CoRE – Colorado Research Exchange
CoRE – Colorado Research Exchange will total about 450,000 square feet spread across four buildings that will each range from about 16,000 square feet for the development’s amenities center to nearly 200,000 square feet for the largest office building. Courtesy Lincoln Property Co.

COVID highlighted region’s bioscience industry

The COVID-19 pandemic highlighted the strength and capacity for innovation within the region’s bioscience industry, particularly in the Boulder Valley where a number of pharmaceutical and medical-device companies entered the fray to beat back the virus.

The industry’s hot streak has continued into 2022 and has blasted the flex-industrial real estate market into the stratosphere as companies flock to talent-rich areas near major research institutions such as the University of Colorado or Colorado State University. 

The developers of Redtail Ridge, Brue Baukol Capital Partners LLC, this summer announced plans to create a $1-billion-plus commercial park to cater to the needs of biotech tenants.
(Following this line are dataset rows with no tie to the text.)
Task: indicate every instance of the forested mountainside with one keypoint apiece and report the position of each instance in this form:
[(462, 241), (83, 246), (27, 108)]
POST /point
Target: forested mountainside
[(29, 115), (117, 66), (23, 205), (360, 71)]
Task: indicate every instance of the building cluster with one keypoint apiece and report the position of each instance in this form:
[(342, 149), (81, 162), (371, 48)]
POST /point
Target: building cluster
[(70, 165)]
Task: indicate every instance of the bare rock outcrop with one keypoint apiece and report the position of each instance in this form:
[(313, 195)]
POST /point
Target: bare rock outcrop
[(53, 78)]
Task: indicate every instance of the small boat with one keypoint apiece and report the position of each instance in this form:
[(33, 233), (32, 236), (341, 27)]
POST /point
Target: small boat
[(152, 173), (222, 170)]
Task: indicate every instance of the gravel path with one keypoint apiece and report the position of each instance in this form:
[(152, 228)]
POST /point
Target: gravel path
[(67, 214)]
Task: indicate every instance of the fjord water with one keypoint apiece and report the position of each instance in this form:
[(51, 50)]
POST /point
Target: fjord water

Biotechnology was one of the few industries that was relatively unaffected from a financial standpoint during the pandemic.

Maryland-based St. John Properties Inc. is building the 14-building Simms Technology Park on a roughly 80-acre parcel in Broomfield near the Rocky Mountain Metropolitan Airport that is expected to cater to biotech tenants.

Dallas developer Lincoln Property Co. and investor Federal Capital Partners are developing CoRE — Colorado Research Exchange in the Interlocken business park. The project will include 450,000 square feet in four buildings, with the aim of attracting life-sciences tenants.

California office and industrial real estate investor SteelWave LLC, which bought the Medtronic Inc. campus in Boulder’s Gunbarrel neighborhood in early 2022, dipped its toe into the Boulder biotechnology property scene again this month with the purchase of a three-building Wilderness Place campus that’s home to disease-diagnostics firm Biodesix Inc. (Nasdaq: BDSX).

Representing the single-largest single-asset transaction in Colorado’s history, BioMed Realty LLC in April bought a roughly 1,000,000-square-foot, 22-building portfolio in Flatiron Park from Crescent Real Estate LLC for $625 million, with the goal of attracting more biotech tenants.

Despite the overwhelmingly positive momentum, it’s not all rosy for local biotech firms, with some publicly traded companies struggling to maintain listing on their exchanges.

Fort Collins-based Statera Biopharma Inc. (Nasdaq: STAB) has sold its rights to produce several of its drugs as it seeks to shore up its financial position and maintain its Nasdaq listing, while Boulder’s Brickell Biotech Inc. (Nasdaq: BBI) has received several delisting warnings in recent months from the exchange.